Dreimal versuchten Attentäter, Arthur Gqeba zu töten. Zweimal kam der Gemeindevorsteher in der Kleinstadt Saldanha Bay, zwei Autostunden nördlich der Touristenmetropole Kapstadt, mit dem Leben davon, einmal schwer verletzt mit 13 Kugeln im Körper. Doch den dritten Anschlag vergangenen September überlebte der 39-Jährige nicht. Als er sein Auto abends nach einer Gemeinderatssitzung in seiner Einfahrt parkte, wurde er abgepasst. Vor den Augen seiner Frau wurde der Vater von sechs Kindern mit fünf Schüssen getötet. Die Polizei leitete eine Untersuchung wegen versuchten Mordes ein. Sechs Monate später gibt es noch keine Spur.

Gqeba hatte keinen einflussreichen Posten. Er war ein Lokalpolitiker, beliebt und unverblümt, der in seiner Gemeinde etwas bewegen wollte. Gqeba forderte Untersuchungen, wenn er Korruption vermutete, setzte sich für die gerechte Verteilung staatlicher Mittel ein, kämpfte gegen Vetternwirtschaft. «Deshalb war er für viele ein Dorn im Auge», sagt sein Onkel Vivid Mgoqi über den Lokalpolitiker von der Regierungspartei Afrikanischer Nationalkongress (ANC). «Arthur hat mehrfach Morddrohungen erhalten.» Gqebas Witwe Ntombekhaya Gqeba erzählt von einem Gemeinderat aus der Nachbarschaft, der kriminellen Netzwerken das Handwerk legen wollte und vor wenigen Monaten ebenfalls erschossen wurde. «Es gab viel politischen Neid, weil der Mann angesehen war und Nägel mit Köpfen machen wollte.»

Hunderte von politischen Morden

Politische Morde sind keine Seltenheit in Südafrika, dem 61-Millionen-Einwohner-Land am Südzipfel Afrikas, das der ehemalige Präsident, Freiheitskämpfer und Friedensnobelpreisträger Nelson Mandela vor 30 Jahren von der rassistischen Apartheid, während der eine weiße Minderheit die schwarze Mehrheit unterdrückte, in die Demokratie führte. Allein in den vergangenen fünf Jahren soll es nach Angaben von Präsident Cyril Ramaphosa Hunderte Auftragsmorde an Politikern gegeben haben. Es gebe einen «zutiefst beunruhigenden Trend von Angriffen», sagte Ramaphosa.

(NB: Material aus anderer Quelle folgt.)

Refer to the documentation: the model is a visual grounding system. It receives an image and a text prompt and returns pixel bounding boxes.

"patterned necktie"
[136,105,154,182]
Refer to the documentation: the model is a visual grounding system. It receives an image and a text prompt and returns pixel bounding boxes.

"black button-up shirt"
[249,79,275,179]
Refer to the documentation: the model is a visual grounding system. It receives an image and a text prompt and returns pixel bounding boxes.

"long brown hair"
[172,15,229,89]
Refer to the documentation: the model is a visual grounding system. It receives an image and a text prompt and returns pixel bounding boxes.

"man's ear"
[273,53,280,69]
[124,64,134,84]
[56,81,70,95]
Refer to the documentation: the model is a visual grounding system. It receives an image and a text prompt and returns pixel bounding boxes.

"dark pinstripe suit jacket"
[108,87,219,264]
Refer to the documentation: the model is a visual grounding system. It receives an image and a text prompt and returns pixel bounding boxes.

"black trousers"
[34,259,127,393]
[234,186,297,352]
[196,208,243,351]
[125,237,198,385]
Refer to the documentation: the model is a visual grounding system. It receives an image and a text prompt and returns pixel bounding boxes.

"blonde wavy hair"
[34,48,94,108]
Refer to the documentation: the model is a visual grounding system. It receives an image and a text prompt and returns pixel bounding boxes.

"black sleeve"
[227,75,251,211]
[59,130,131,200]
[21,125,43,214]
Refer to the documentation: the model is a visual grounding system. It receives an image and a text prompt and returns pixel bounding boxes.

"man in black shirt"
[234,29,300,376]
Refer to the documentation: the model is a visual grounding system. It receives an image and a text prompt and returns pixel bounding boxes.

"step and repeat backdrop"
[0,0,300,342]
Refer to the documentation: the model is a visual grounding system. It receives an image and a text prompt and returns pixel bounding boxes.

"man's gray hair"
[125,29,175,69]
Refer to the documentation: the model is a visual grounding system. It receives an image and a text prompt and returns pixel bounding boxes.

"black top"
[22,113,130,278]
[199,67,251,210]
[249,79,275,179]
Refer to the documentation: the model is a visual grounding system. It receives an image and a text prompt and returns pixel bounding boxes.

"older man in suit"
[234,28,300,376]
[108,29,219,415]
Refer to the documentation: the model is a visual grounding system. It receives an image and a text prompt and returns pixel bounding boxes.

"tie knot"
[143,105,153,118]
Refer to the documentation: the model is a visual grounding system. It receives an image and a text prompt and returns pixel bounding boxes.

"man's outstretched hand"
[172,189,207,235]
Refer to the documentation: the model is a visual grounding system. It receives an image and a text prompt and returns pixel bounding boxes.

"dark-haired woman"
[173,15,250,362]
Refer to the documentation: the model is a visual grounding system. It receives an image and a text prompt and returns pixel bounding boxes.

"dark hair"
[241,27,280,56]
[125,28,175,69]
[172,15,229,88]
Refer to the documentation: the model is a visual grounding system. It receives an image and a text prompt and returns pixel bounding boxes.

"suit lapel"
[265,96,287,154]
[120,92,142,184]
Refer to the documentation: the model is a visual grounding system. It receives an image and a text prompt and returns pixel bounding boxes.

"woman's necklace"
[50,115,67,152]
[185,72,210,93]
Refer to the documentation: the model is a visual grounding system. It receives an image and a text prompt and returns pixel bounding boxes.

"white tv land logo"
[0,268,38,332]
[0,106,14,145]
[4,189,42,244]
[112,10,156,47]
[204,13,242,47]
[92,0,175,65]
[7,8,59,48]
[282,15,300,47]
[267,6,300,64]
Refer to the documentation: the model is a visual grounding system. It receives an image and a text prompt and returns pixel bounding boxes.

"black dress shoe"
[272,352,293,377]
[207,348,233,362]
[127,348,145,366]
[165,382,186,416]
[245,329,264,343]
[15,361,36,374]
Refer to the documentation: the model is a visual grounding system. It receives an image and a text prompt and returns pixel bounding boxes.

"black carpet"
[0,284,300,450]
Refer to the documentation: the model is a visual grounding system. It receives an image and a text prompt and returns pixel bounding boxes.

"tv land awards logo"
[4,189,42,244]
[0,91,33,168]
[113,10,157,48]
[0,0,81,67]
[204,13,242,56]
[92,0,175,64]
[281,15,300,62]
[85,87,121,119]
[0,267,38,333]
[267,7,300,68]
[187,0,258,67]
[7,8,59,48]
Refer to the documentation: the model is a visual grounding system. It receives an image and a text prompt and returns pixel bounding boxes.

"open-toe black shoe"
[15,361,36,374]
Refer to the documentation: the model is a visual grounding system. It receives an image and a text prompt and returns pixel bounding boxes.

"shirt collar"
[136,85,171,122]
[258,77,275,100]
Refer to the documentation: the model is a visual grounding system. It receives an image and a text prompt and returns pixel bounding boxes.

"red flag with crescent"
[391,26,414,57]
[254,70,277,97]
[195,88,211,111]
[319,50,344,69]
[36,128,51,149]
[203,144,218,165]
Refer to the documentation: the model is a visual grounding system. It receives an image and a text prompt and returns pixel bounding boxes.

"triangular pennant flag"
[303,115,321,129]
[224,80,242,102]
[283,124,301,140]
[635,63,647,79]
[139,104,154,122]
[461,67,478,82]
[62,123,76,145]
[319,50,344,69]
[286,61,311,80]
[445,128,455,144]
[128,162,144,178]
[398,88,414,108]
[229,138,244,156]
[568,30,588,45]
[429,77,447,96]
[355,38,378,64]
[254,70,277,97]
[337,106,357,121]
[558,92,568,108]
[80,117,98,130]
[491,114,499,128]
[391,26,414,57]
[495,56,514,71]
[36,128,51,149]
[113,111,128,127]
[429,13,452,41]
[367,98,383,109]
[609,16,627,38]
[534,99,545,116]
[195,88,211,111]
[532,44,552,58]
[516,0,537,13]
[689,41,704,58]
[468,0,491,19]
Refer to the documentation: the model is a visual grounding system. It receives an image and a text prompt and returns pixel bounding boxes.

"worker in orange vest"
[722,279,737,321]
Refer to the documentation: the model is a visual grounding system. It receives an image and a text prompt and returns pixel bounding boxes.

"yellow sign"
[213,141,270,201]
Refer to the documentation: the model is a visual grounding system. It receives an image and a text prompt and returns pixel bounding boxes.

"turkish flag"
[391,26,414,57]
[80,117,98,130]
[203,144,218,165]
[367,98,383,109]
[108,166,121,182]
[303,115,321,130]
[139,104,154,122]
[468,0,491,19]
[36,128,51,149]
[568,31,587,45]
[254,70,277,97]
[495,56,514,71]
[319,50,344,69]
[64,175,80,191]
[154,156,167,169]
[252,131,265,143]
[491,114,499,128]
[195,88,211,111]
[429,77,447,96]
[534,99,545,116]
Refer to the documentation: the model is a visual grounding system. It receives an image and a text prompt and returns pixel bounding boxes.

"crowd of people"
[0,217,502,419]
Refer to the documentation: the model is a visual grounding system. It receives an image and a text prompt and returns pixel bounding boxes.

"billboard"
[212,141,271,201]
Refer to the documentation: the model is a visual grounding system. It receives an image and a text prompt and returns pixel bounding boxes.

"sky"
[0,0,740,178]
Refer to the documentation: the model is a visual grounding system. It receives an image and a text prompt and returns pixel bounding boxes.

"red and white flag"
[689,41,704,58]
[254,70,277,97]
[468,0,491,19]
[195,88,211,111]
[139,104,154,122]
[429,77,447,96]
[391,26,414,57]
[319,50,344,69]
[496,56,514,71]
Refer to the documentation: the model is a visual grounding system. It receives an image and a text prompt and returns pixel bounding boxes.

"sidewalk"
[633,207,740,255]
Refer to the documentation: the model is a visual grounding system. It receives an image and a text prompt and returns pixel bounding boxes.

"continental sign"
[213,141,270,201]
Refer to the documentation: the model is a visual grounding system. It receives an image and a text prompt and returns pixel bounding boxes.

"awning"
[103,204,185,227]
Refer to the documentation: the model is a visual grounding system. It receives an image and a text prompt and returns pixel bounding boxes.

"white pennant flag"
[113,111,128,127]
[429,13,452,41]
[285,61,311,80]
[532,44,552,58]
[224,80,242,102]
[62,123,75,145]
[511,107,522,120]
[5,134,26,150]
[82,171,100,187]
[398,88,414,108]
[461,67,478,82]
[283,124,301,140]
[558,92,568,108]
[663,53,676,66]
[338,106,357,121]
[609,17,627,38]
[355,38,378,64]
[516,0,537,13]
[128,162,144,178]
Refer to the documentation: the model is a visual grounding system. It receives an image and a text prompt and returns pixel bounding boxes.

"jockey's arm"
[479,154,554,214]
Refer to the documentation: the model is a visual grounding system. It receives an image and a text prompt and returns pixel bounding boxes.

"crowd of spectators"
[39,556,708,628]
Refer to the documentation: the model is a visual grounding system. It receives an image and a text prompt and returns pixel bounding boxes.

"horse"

Laut einem Bericht der Global Initiative Against Transnational Organized Crime handelt es sich dabei um ein etabliertes kriminelles Netzwerk. Ein Auftragsmord kostet demnach, je nach Ranghöhe des Politikers, zwischen 150 Euro und 15.000 Euro. Ein «erheblicher Anteil aller gezielten Tötungen» in Südafrika sei politisch motiviert, heißt es in dem Bericht. Auftragsmorde ermöglichten korrupten Politikern oder Unternehmern, politische Rivalen auszuschalten, erklärt Kim Thomas, Analystin bei der Global Initiative. Einige Politiker würden ermordet, weil sie korrupt seien, andere, weil sie Korruption bekämpften, so Thomas.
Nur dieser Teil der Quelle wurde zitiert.